Grinberg defined Nyldon words as those words which cannot be factorized into a sequence of lexicographically nondecreasing smaller Nyldon words. He was inspired by Lyndon words, defined the same way except with “nondecreasing” replaced by “nonincreasing.” Charlier, Philibert, and Stipulanti proved that, like Lyndon words, any word has a unique nondecreasing factorization into Nyldon words. They also show that the Nyldon words form a right Lazard set, and equivalently, a right Hall set.
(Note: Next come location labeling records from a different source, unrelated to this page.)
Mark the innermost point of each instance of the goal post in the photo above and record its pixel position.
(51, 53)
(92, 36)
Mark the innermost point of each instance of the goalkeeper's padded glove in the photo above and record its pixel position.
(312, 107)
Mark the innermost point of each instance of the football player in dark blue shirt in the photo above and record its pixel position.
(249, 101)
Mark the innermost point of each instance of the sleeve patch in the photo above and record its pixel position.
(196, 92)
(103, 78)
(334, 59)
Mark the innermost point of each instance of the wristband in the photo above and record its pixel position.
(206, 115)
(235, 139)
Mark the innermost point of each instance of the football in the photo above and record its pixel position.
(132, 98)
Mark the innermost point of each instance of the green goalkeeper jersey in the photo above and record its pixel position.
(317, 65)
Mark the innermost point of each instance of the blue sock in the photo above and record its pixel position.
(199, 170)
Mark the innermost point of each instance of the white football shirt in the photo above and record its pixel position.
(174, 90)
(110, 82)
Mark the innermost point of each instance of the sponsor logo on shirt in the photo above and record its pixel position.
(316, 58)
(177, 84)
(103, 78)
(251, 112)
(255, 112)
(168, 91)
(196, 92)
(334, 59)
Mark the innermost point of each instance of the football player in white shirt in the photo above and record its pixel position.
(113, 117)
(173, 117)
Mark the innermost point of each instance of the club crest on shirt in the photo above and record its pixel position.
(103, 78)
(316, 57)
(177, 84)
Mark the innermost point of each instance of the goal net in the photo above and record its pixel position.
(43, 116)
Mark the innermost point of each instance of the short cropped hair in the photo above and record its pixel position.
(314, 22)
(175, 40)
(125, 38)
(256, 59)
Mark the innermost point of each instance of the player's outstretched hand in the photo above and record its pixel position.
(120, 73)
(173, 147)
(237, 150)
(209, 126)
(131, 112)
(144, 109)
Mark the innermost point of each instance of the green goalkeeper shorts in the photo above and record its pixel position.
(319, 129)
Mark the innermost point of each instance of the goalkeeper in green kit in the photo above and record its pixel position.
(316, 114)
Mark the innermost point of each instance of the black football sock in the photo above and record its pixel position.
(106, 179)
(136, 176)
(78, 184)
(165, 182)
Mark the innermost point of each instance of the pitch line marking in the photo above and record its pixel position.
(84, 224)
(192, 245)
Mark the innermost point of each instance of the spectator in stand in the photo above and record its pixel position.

In this paper, we provide a new proof of unique factorization into Nyldon words related to Hall set theory and resolve several questions of Charlier, Philibert, and Stipulanti. In particular, we prove that Nyldon words of a fixed length form a circular code, we prove a result on factorizing powers of words into Nyldon words, and we investigate the Lazard procedure for generating Nyldon words. We show that these results generalize to a new class of Hall sets, of which Nyldon words are an example, that we name “Nyldon-like sets”, and show how to generate these sets easily.

Grinberg 将 Nyldon 词定义为不能分解为按字典顺序排列的较小 Nyldon 词序列的那些词。他的灵感来自林登的话，除了将“非减少”替换为“非增加”外，其他定义方式相同。Charlier、Philibert 和 Stipulanti 证明，与 Lyndon 词一样，任何词都有一个独特的非递减因式分解为 Nyldon 词。他们还表明 Nyldon 词形成了一个正确的 Lazard 集，等效地，一个正确的 Hall 集。在本文中，我们提供了与霍尔集合论相关的 Nyldon 词的唯一因式分解的新证明，并解决了 Charlier、Philibert 和 Stipulanti 的几个问题。特别地，我们证明了固定长度的 Nyldon 词形成一个循环码，我们证明了将词的幂分解为 Nyldon 词的结果，我们研究了生成 Nyldon 词的 Lazard 程序。我们展示了这些结果可以推广到一类新的霍尔集，其中 Nyldon 词就是一个例子，我们将其命名为“类 Nyldon 集”，并展示了如何轻松生成这些集。